Re:web servers to app servers (Score:1, Insightful)
Yea who cares about:
- redirects
- URL remapping
- mod_php
- mod_perl
- mod_svn
- web dav
- https
Re:web servers to app servers (Score:3, Insightful)
Not so. Apache is a general-purpose HTTP server. It has a lot more power and capability than what 99% of websites use it for, which is serving static content and CGI script output. There are loads of web servers that are capable of these menial tasks and they use a fraction of the resources that Apache does. Apache is only as popular as it is because it's what most web hosting companies, documentation, and sysadmins default to.
The reason you see CMSs and blogs adopting alternative HTTP daemons is because they want to reduce the complexity of their software stack and configuration. Apache is big and somewhat unwieldy. It's like using a 30-volt industrial electric screwdriver change a video card.
Apache's popularity might wane as lighter, more application-focused HTTP daemons become more common but it will never go away until HTTP does.

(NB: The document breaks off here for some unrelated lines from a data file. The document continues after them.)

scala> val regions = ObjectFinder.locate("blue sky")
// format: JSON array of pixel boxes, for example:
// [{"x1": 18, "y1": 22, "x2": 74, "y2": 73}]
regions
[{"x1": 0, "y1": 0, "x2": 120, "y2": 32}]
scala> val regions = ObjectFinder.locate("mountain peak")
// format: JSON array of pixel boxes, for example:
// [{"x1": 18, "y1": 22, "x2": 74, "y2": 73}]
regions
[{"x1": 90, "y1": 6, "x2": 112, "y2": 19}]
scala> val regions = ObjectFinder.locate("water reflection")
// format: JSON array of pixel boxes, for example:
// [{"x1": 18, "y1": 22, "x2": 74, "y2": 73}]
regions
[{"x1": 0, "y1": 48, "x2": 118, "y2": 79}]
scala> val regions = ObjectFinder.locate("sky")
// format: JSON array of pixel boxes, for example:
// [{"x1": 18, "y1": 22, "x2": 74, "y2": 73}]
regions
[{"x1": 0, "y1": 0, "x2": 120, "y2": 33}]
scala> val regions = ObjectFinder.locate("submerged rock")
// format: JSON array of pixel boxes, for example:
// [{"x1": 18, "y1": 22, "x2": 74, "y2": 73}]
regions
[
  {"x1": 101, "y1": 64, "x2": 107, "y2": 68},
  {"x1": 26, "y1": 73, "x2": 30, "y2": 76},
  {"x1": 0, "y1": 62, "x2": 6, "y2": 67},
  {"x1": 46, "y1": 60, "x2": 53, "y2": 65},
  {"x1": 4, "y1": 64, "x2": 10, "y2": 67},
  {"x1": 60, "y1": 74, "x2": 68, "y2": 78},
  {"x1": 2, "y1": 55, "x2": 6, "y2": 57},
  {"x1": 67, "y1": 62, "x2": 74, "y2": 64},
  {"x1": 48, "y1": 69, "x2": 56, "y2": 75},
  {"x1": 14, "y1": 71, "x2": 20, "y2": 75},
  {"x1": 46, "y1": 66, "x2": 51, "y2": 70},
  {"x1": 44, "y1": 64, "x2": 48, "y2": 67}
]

It's just too darn flexible, even if it can't (usually) scale to millions of hits per second like newer servers can.
Re:web servers to app servers (Score:3, Insightful)
The PIII means you set it up recently enough that you could've had it running 2.0. Why do you do these things...
Re:How could they! (Score:3, Insightful)
Not really, when you consider they only got mod_perl for 2.x into a production release about 2-3 years ago.